Tom Hermon said his son had stayed with him for a chunk of time in 2018. They bought the van Michael would later travel to Berkeley in and fixed it up together. They sat around the table at length, talking about anthropology, politics and the state of the world. They pored over family photos.
“Michael took the intellectual side of me, that I was proud of,” Tom said. “He took that side of me and went further than I ever did.”
In 2011, Michael had completed a 122-page dissertation in philosophy at the University of Utah entitled, “Truth is expendable: Foundations for an empirically informed philosophy of testimony.” His father said the themes he addressed would be particularly relevant for current times.
Hermon described his son as fearless, someone who learned to ski from a book, then tackled a black-diamond run — the steepest run in the area — on his first day out. In his 20s, he’d ride bikes with his brother Derek, a professional racer, and have no trouble keeping up. Then there was the time he went freediving through caves that spanned a half-mile — a dangerous undertaking — because he didn’t have the money for gear or a guide.
When Michael signed up for the military, in part to pay for college, he scored in the 99th percentile on every test he took, his father said. He went to jump school, excelled in marksmanship and got his “dream assignment”: to be stationed in Vicenza, Italy, attached to special forces. He’d fly in, parachute out over the Alps, then ski out on missions.
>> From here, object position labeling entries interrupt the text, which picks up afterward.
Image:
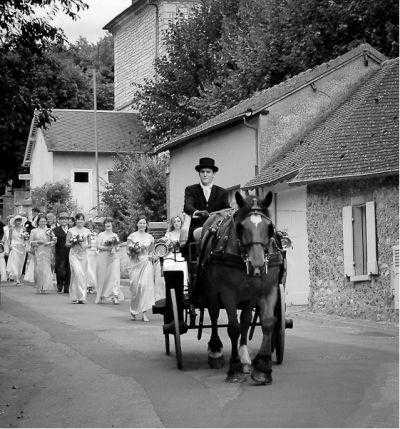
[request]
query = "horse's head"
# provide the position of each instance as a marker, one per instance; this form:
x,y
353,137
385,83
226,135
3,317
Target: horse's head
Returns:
x,y
254,229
But then Saddam Hussein invaded Kuwait in 1990 and everything changed. Michael was sent to Saudi Arabia.
Tom Hermon told Berkeleyside on Friday that the extensive redactions and the many months it took for authorities to release their reports about what had happened to his son were deeply troubling. He described the reports as “extremely difficult to read” and said, even if Michael did initially push the other man, the failure to file criminal charges in the homicide case was still hard to fathom given the extent of his son’s injuries.
The Alameda County Sheriff’s Office, he said, may have been trying to avoid a manslaughter case linked to inmates at Santa Rita Jail.
“It would be unrealistic for us to think that they weren’t trying to justify what they did,” Hermon said. That may also be why they tried to explain the death away as a freak accident tied to Hermon’s medical history from the beginning, he added.
“They want it to disappear,” Hermon said. “It seems very strange. There are more questions than answers here.”
Hermon said he wished he’d been able to do more to track down those answers in the year after his son’s death. But it had been too much for him to handle emotionally.
“Every time I began to work on it, it would just drive me into a hole in the ground,” Hermon said. “Even though I’ve come to grips with him being gone, it’s going to be the tragedy of my life forever.”
Hermon said he believed Santa Rita Jail should take more responsibility for his son’s death. According to the official reports, the jail was aware that Michael and the unnamed inmate were having problems: It had ended their bunkmate arrangement as a result of the tension but did not transfer either man to another housing unit. And why was a man linked to numerous jail fights, one of which had broken his hand, being held in a minimum-security area?
“I’d still say it’s a wrongful death. Michael was in jail where he was supposed to be kind of protected. He was struck in the face and he died,” Hermon said. “In the end, I just mourn my son.”
Alek Hermon said it is still hard not to know the name of the man who killed his father. And he wonders whether his father’s life might have been saved had he received medical intervention for his injuries sooner, or had other tests been done.
Alek also said he feared, from the way the Alameda County Sheriff’s Office handled his father’s death, for others who died there who may not have had families to advocate for them or seek answers on their behalf.
“But he does,” he said. “They can’t just sweep this under the rug. The only real recourse is to try to generate public awareness. Which feels like it’s not really enough.”